Under the Hood - AWS Flow Framework for Java

Under the Hood

Task

The underlying primitive that the AWS Flow Framework for Java uses to manage the execution of asynchronous code is the Task class. An object of type Task represents work that has to be performed asynchronously. When you call an asynchronous method, the framework creates a Task to execute the code in that method and puts it in a list for execution at a later time. Similarly, when you invoke an Activity, a Task is created for it. The method call returns after this, usually returning a Promise<T> as the future result of the call.

The Task class is public and may be used directly. For example, we can rewrite the Hello World example to use a Task instead of an asynchronous method.

@Override public void startHelloWorld(){ final Promise<String> greeting = client.getName(); new Task(greeting) { @Override protected void doExecute() throws Throwable { client.printGreeting("Hello " + greeting.get() +"!"); } }; }

The framework calls the doExecute() method when all the Promises passed to the constructor of the Task become ready. For more details about the Task class, see the AWS SDK for Java documentation.

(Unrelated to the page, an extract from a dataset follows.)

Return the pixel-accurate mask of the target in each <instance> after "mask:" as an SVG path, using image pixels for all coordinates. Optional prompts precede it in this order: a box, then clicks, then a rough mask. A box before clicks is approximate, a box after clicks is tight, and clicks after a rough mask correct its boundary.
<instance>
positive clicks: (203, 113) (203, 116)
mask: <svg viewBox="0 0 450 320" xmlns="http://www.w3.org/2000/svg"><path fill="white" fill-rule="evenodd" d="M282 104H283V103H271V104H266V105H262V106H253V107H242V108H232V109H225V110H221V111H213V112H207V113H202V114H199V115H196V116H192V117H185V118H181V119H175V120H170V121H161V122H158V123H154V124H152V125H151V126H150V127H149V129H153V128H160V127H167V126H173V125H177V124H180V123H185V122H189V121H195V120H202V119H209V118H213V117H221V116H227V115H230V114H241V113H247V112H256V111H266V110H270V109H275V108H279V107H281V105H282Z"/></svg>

The framework also includes a class called Functor which represents a Task that is also a Promise<T>. The Functor object becomes ready when the Task completes. In the following example, a Functor is created to get the greeting message:

Promise<String> greeting = new Functor<String>() { @Override protected Promise<String> doExecute() throws Throwable { return client.getGreeting(); } }; client.printGreeting(greeting);

Order of Execution

Tasks become eligible for execution only when all Promise<T> typed parameters, passed to the corresponding asynchronous method or activity, become ready. A Task that is ready for execution is logically moved to a ready queue. In other words, it is scheduled for execution. The worker class executes the task by invoking the code that you wrote in the body of the asynchronous method, or by scheduling an activity task in Amazon Simple Workflow Service (AWS) in case of an activity method.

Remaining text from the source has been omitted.